The world of data science is awash in open source: PyTorch, TensorFlow, Python, R, and much more. But the most widely used tool in data science isn’t open source, and it’s usually not even considered a data science tool at all.
It’s Excel, and it’s running on your laptop.
Excel is “the most successful programming system in the history of homo sapiens,” says Anaconda CEO Peter Wang in an interview “because regular ‘muggles’ can take this tool...put their data in it...ask their questions…[and] model things.” In short, it’s easy to be productive with Excel.
Superior ease and productivity: This is the future Wang envisions for the popular Python programming language. Although Excel has succeeded without open source, Wang believes Python will succeed precisely because of open source.
It’s about builders
For years we’ve treated software as a product that some company delivers to you for a fee. At least in the enterprise world, this has never reflected reality. Why? Because no matter how good the product, it never fully satisfies the needs of customers.
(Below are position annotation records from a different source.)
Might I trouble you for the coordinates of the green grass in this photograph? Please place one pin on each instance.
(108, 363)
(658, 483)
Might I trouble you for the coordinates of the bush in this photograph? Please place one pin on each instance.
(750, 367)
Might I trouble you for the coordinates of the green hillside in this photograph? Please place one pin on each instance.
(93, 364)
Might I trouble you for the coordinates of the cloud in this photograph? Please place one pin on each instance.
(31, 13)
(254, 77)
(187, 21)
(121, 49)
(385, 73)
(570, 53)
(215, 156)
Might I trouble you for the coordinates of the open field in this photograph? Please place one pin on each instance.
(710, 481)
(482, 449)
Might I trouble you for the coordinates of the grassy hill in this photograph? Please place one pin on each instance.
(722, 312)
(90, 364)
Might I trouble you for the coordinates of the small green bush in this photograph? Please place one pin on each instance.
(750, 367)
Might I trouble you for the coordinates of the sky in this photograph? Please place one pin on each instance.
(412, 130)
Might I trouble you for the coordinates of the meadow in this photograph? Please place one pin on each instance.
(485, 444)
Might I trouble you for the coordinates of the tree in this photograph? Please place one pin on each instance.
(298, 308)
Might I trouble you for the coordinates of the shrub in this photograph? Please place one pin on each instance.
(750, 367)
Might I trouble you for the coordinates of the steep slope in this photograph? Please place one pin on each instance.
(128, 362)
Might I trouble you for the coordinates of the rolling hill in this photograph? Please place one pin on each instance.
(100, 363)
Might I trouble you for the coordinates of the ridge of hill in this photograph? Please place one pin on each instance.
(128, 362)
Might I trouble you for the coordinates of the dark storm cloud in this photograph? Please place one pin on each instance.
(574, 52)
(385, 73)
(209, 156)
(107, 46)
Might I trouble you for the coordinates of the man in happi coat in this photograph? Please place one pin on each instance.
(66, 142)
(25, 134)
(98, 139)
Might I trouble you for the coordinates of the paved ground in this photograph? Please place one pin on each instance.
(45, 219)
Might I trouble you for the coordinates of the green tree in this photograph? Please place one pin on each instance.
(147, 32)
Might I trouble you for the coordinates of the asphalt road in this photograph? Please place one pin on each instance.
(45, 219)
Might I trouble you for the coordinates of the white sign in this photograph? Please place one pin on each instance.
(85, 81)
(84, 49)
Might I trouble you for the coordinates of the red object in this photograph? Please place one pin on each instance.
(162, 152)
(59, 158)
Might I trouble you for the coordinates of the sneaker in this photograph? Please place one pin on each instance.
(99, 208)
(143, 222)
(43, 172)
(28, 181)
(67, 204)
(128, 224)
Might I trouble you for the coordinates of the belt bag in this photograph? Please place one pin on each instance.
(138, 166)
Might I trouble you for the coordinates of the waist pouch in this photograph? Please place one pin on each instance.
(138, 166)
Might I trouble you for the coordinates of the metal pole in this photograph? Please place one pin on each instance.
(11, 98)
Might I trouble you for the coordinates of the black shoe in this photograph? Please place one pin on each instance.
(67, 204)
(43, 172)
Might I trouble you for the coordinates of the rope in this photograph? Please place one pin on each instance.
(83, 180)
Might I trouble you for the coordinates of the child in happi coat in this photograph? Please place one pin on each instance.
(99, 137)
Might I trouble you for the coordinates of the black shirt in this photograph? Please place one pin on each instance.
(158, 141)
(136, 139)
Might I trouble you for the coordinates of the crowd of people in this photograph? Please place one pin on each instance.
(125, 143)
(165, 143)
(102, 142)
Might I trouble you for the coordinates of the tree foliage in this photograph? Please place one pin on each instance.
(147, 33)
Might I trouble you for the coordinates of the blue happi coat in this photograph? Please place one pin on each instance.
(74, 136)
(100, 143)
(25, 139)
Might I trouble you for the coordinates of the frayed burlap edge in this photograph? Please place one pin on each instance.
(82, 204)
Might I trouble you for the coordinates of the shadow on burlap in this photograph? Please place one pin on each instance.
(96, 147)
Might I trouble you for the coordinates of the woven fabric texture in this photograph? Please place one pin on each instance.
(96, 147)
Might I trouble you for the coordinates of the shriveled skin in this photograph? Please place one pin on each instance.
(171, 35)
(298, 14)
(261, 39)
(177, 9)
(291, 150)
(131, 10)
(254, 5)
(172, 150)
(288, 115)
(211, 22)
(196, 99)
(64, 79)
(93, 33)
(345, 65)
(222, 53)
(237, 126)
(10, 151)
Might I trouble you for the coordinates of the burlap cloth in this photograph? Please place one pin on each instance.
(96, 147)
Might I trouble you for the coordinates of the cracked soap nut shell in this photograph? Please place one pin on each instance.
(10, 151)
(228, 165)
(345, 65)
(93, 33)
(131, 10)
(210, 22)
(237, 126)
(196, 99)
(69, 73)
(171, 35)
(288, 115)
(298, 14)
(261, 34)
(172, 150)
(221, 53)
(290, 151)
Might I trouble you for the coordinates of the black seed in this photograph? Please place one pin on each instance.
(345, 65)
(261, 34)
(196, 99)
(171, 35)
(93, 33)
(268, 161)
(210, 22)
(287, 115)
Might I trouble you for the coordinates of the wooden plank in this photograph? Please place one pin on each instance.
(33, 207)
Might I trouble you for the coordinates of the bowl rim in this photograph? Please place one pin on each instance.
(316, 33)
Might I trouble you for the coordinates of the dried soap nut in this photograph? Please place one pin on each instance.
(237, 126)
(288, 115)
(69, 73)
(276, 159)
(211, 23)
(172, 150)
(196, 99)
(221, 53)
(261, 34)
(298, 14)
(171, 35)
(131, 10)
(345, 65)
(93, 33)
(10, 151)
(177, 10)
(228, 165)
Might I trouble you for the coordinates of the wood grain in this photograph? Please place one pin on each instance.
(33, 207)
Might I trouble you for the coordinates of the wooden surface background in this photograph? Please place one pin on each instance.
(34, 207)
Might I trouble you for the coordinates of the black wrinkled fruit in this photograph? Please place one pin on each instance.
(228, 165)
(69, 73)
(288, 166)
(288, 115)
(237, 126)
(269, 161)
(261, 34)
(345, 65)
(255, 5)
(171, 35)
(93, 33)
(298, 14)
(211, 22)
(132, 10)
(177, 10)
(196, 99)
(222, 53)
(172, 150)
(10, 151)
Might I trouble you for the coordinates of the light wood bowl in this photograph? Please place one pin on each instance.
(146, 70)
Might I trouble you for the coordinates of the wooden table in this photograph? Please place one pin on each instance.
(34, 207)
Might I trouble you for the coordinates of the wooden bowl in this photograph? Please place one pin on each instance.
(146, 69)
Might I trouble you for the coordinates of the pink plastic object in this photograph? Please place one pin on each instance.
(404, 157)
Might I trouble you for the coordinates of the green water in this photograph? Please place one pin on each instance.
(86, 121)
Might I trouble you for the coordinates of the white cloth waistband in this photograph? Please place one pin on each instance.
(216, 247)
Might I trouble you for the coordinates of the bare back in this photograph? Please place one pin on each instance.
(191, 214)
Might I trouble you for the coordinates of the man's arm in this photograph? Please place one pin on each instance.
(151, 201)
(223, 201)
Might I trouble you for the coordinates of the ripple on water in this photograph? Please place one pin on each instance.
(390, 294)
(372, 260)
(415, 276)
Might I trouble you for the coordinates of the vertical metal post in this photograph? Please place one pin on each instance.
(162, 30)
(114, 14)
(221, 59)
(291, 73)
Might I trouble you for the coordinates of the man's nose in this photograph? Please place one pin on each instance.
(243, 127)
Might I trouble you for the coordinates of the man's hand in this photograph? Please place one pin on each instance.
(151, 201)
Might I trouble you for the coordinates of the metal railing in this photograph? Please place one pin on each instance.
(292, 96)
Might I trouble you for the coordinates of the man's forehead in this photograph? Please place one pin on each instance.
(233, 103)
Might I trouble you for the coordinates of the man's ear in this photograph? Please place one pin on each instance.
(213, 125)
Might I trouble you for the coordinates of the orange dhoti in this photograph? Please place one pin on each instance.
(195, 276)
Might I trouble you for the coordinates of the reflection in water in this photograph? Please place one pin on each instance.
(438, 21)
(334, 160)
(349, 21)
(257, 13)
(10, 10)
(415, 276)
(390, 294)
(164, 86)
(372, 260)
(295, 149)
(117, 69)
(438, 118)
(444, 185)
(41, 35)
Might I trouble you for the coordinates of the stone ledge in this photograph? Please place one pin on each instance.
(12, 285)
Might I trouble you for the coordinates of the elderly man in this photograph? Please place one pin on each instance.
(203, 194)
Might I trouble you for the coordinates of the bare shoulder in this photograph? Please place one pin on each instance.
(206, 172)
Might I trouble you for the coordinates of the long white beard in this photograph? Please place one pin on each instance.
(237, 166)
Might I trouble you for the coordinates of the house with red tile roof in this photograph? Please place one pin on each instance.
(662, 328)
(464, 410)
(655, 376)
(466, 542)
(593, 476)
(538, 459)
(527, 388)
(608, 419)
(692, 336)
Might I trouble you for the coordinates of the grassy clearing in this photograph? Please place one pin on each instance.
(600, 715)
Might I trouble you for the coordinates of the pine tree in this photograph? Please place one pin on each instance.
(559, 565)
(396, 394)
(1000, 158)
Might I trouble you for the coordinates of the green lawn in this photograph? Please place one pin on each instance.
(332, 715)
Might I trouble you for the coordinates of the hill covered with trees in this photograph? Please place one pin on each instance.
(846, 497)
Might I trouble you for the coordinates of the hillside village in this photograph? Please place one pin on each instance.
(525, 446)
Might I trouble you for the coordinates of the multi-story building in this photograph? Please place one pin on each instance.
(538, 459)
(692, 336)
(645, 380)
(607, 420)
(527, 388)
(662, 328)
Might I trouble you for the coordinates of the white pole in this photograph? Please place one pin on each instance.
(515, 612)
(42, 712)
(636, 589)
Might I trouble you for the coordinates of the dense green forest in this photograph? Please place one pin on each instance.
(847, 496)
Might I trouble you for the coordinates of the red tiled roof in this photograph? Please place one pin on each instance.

In addition to whatever customers pay for the software, they’re also going to pay additional fees for integration, customisation, etc. Software, in short, is always a process and not really a product.
Open source was early to clue into this fact. Wang says, “What open source does is it opens the doors. It’s like the right to tinker, the right to repair, the right to extend.” In other words, open source embraces the idea of software as a service—as a process.
More important, this means that open source encourages more people to participate in its creation and success. With most software, Wang estimates that 90 per cent to 95 per cent of users are left out of the creation process. They might see the demos but they’re trusting others to deliver software value on their behalf.
By contrast, “open source for data science has become so successful because a whole new category of users got turned into makers and builders,” Wang says.
Most people aren’t writing Python scripts, to be clear. But Python has made it much easier for average people to do data science, which is one of the biggest reasons for its success in data science.
For Wang, the holy grail isn’t for Python to beat Ruby or Perl or some other programming language—it’s to supplant Excel as the data science tool of choice for average, mainstream users. “I’m pushing Python and PyData to be the conceptual successor to Excel,” he says.
Remixing the future
How do we get there? Open source community is essential, Wang argues, and not merely to the community of those capable of committing code. Python, he says, has a “remix culture and a learning culture as well as a teaching culture.”
Of course code matters in Python land. These committers, Wang suggests, lay the foundation for much of what others build on top: “By maintaining a certain user layer and a user-facing API and providing some stability around that, they are allowing a whole higher level of contribution to emerge and to thrive.” This isn’t enough, however.
Nor is it the only valuable contribution. He notes that “all the people answering usage questions on Stack Overflow and all the people writing a blog post about their first Scikit-learn model” may be only two or three years into doing any kind of data analysis work themselves, but they’re paving the way for others to participate.
Is this better than the Excel model of innovation, with one company pushing a particular product? For Wang, the answer is a clear yes.
“When we have slowed down and worked with other people, generally the end result is better than if we just hunkered down and did our own thing,” he says. The end result, Wang hopes, is a community developed “Excel” that will change data science forever, making it even more approachable and broadly applicable than Excel.